The United States think Japan ought to speed up its economic growth, to broaden the market for American goods there. The Japanese suggest, in reply, that the United States ought to reduce its rate of inflation to keep the value of the dollar from dropping further. Americans, bristling, inquire whether Japan is not dumping steel and motorcycles and so forth here - that is, selling illegally at prices below those in Japan. The Japanese change the subject and observe, accurately, that the whole question of trade deficits would become much more manageable if the Americans only cut back their inordinant imports of foreign oil.

In this kind of fencing, it is Japan that is under the greater pressure to act. The United States - and most other industrial countries - have told Japan that its trade surplus is intolerably large and, if it persists, it will force the deficit countries to resort increasingly to protectionism. The torrent of attractive and well-designed Japanese goods pouring into American and European markets has become an election issue of some weight, in a time of high unemployment.
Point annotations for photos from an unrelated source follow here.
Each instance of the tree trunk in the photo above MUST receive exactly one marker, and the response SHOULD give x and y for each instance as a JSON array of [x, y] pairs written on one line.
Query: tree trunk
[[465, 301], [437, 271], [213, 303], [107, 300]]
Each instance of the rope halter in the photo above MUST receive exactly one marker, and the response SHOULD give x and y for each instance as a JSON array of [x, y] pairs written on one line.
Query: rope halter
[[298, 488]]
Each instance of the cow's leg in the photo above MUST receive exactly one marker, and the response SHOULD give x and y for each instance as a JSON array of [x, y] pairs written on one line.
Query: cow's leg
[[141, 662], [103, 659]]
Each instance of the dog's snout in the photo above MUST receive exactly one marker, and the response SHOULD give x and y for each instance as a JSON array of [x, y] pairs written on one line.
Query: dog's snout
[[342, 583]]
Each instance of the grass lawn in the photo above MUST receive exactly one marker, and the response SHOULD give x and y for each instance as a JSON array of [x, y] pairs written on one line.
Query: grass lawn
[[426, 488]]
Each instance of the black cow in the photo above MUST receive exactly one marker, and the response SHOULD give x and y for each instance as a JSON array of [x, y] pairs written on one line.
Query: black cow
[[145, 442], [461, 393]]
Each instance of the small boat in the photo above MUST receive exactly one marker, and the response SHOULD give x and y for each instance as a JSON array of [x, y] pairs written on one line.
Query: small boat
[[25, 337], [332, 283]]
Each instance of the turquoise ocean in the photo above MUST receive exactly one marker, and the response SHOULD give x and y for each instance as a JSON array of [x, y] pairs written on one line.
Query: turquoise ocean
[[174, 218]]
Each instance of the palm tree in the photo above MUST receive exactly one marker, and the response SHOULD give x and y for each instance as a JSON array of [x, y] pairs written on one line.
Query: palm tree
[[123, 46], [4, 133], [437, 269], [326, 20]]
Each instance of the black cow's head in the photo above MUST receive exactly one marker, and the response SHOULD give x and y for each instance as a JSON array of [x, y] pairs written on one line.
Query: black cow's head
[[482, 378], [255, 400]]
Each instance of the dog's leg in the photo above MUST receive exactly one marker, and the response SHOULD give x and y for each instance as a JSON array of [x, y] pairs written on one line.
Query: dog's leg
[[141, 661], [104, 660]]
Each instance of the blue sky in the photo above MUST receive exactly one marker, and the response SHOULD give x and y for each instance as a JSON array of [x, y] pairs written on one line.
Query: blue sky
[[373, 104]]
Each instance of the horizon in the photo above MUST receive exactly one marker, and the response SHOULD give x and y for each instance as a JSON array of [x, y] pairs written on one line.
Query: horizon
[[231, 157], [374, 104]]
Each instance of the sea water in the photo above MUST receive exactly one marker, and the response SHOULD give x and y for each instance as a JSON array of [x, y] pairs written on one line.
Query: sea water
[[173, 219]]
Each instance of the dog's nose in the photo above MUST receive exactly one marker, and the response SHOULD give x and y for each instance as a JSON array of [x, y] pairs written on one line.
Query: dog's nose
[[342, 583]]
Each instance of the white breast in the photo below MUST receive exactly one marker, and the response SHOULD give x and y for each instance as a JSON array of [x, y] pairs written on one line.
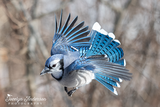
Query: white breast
[[77, 79]]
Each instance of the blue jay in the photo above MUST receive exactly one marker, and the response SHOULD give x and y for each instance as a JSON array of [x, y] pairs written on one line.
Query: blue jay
[[77, 59]]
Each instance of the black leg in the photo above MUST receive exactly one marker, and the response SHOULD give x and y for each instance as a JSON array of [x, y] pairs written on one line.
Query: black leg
[[65, 88], [72, 91]]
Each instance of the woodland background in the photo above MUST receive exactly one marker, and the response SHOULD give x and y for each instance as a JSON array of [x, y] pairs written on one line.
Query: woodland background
[[26, 32]]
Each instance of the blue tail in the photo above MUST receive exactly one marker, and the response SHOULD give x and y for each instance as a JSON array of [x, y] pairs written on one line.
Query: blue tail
[[107, 82]]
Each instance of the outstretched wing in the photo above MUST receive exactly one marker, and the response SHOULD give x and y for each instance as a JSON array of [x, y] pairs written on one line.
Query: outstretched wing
[[105, 72], [70, 38]]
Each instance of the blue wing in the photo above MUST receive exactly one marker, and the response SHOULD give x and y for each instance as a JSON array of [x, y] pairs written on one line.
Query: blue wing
[[70, 38], [105, 72]]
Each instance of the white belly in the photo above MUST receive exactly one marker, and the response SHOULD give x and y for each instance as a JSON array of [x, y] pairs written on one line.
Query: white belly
[[77, 79]]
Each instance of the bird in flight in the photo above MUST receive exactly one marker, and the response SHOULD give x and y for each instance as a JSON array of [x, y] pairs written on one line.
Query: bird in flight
[[79, 56]]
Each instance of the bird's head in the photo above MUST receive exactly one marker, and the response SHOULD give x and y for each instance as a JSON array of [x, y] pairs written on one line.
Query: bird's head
[[54, 65]]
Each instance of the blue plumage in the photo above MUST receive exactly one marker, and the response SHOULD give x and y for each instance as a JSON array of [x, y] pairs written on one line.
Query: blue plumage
[[76, 59]]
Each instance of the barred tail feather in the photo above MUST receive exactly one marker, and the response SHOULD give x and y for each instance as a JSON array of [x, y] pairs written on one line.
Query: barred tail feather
[[103, 43], [107, 85]]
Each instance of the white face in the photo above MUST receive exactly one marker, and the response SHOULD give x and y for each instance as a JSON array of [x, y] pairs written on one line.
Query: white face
[[54, 65]]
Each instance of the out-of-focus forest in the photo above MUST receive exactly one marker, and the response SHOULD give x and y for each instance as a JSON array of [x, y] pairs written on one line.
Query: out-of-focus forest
[[26, 32]]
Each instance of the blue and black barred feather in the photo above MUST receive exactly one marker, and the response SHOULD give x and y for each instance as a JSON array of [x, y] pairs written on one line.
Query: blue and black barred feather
[[70, 38]]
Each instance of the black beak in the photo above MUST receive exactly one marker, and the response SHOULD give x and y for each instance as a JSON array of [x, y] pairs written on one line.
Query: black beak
[[45, 70]]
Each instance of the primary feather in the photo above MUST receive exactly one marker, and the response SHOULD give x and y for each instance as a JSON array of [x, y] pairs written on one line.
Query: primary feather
[[76, 59]]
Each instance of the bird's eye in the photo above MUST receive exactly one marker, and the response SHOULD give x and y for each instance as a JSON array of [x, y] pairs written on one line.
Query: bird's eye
[[53, 65]]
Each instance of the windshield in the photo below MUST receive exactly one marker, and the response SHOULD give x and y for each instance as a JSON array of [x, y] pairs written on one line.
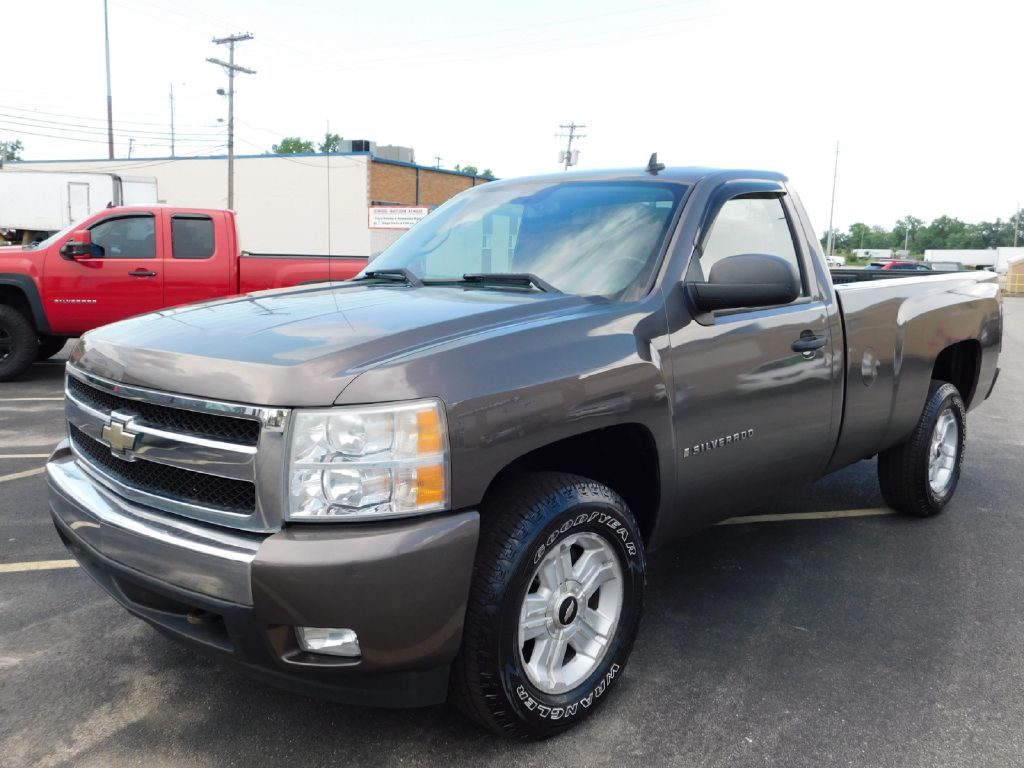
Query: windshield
[[54, 238], [586, 238]]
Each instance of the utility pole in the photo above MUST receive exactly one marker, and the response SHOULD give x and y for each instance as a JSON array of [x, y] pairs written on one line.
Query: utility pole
[[230, 68], [172, 118], [110, 101], [567, 156], [832, 210]]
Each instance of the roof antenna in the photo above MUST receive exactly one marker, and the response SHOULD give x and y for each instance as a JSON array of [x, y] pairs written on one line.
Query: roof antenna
[[653, 166]]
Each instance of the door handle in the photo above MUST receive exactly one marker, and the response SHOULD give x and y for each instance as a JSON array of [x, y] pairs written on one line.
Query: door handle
[[808, 342]]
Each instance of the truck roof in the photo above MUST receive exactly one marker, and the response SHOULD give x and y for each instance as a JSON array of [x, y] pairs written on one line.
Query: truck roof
[[150, 206], [682, 174]]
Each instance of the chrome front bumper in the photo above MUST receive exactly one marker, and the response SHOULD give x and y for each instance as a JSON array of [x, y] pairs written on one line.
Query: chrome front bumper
[[200, 558]]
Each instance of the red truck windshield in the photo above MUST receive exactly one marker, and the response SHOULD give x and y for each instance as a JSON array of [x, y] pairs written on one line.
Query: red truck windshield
[[589, 238]]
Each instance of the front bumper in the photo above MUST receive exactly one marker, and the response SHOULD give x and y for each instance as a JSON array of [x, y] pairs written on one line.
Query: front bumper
[[401, 586]]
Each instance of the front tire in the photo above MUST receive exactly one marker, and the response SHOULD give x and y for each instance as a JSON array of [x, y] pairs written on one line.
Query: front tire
[[18, 343], [554, 605], [920, 476]]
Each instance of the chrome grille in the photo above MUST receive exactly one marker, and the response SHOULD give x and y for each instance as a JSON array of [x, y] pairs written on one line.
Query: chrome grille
[[242, 431], [212, 461], [224, 494]]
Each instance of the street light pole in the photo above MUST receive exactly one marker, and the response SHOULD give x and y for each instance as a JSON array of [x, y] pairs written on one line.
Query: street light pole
[[110, 101], [172, 118], [230, 68], [832, 210]]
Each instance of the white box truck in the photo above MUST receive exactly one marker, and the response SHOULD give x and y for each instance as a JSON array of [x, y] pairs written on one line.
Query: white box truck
[[36, 204]]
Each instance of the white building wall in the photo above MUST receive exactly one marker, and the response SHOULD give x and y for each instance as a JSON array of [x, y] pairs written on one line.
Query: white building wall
[[281, 201]]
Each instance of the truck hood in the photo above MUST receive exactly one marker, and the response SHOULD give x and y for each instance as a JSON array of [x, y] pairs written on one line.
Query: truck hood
[[301, 346]]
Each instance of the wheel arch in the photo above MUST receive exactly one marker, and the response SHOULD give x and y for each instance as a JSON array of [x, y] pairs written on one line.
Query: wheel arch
[[960, 365], [20, 292], [624, 457]]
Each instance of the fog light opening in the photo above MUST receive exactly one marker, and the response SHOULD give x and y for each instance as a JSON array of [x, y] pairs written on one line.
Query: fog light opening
[[331, 640]]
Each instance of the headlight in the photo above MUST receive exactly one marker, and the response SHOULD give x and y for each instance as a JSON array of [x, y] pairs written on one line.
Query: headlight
[[358, 463]]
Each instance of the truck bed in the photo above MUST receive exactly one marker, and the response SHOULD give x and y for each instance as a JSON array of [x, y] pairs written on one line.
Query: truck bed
[[842, 275], [895, 329]]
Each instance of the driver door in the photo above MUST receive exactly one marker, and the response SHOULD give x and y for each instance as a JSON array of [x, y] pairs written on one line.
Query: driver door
[[123, 278], [753, 415]]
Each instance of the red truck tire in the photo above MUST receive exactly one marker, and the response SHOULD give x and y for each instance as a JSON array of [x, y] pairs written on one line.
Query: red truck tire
[[49, 345], [18, 343]]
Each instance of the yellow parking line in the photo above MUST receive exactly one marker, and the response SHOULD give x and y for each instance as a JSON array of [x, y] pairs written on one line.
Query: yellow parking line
[[19, 475], [17, 567], [28, 399], [809, 516]]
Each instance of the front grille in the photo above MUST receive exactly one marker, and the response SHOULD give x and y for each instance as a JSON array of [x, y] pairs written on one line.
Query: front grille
[[221, 494], [211, 426]]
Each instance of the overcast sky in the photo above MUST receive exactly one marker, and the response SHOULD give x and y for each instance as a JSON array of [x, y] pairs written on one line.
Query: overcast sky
[[926, 98]]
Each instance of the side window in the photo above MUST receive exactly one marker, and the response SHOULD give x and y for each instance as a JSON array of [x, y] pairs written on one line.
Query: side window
[[192, 237], [750, 225], [126, 237]]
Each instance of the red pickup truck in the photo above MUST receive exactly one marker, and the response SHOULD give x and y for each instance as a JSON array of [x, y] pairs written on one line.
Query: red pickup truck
[[126, 261]]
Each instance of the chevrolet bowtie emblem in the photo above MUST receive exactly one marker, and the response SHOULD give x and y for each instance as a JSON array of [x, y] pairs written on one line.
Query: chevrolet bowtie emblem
[[120, 439]]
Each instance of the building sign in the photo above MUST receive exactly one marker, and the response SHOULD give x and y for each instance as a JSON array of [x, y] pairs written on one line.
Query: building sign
[[395, 217]]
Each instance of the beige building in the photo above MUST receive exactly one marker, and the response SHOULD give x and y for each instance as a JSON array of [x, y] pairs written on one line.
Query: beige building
[[350, 204]]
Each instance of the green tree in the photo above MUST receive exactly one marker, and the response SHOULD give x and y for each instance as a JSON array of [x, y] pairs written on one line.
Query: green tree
[[331, 142], [10, 150], [293, 145]]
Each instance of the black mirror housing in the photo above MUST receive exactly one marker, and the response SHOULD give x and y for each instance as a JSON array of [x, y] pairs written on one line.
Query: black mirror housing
[[747, 281]]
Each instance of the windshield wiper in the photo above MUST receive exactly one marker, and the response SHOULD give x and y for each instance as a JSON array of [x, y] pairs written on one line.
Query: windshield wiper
[[399, 273], [511, 279]]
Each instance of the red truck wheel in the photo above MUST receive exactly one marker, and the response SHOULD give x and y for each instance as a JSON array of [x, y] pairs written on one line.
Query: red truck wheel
[[18, 343], [554, 605], [49, 345]]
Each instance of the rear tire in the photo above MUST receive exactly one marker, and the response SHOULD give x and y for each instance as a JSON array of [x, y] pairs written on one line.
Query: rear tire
[[49, 345], [920, 476], [554, 606], [18, 343]]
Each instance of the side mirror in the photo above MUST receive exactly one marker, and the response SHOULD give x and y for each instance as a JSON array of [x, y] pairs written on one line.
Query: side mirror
[[79, 247], [750, 280]]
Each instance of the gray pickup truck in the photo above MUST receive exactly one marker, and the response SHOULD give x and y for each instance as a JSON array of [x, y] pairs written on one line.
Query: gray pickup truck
[[439, 479]]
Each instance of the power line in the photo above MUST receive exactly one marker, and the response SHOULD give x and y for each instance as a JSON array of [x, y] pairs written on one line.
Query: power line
[[230, 68], [567, 156], [34, 111], [59, 125]]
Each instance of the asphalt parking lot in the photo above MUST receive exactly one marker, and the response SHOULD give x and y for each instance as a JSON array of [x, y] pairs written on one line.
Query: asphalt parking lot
[[862, 639]]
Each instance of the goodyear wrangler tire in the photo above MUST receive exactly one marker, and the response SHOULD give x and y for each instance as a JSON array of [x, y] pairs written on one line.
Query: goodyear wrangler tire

The rather bruising U.S. - Japanese negotiations at the end of last year succeeded in persuading Japan that it had to take those warnings seriously. But the warnings became louder over the winter, when, instead of dropping as forecast, the Japanese trade surplus kept rising. At length the Japanese government reluctantly began to discuss export limitations. That was the atmosphere in which Mr. Fukuda undertook his visit last week.

The principal result of the trip is series of pledges by Japan to restrain the volume of certain key goods exported to the United States. Steel shipments to this country are to be held 10 percent below last year's level. Exports of color television sets are to be 30 percent lower. Japanese automobile sales here are to be no higher than last year - although it's worth noting that last year's sales were up a startling 35 per cent over 1976.

Mr. Fukuda has set those ceilings at just about the volumes at which those exports seemed likely to run in the absence of ceilings. The coming year does not seem to promise any great expansion of trade. Formal trade quotas are pernicious, for they require the Japanese government and industry to collude in allocating foreign sales. That only increases the tendency to cartelization about which American companies legitimately complain. Mr. Fukuda's pledges, in contrast, are temporary and mainly constitute a guarantee that - unlike the past year - the coming year will bring no sudden unexpected surges in Japanese exports to this country.

Free and rising world trade serves the best interests of the both the United States and Japan. But there is a limit to the rate at which trade can increase without inflicting painful disruptions on nations' economies. If Japan were not to apply temporary restraints now on its exports to the United States, it would risk permanent restrictions before much longer. Given that choice, Mr. Fukuda has taken the wiser course.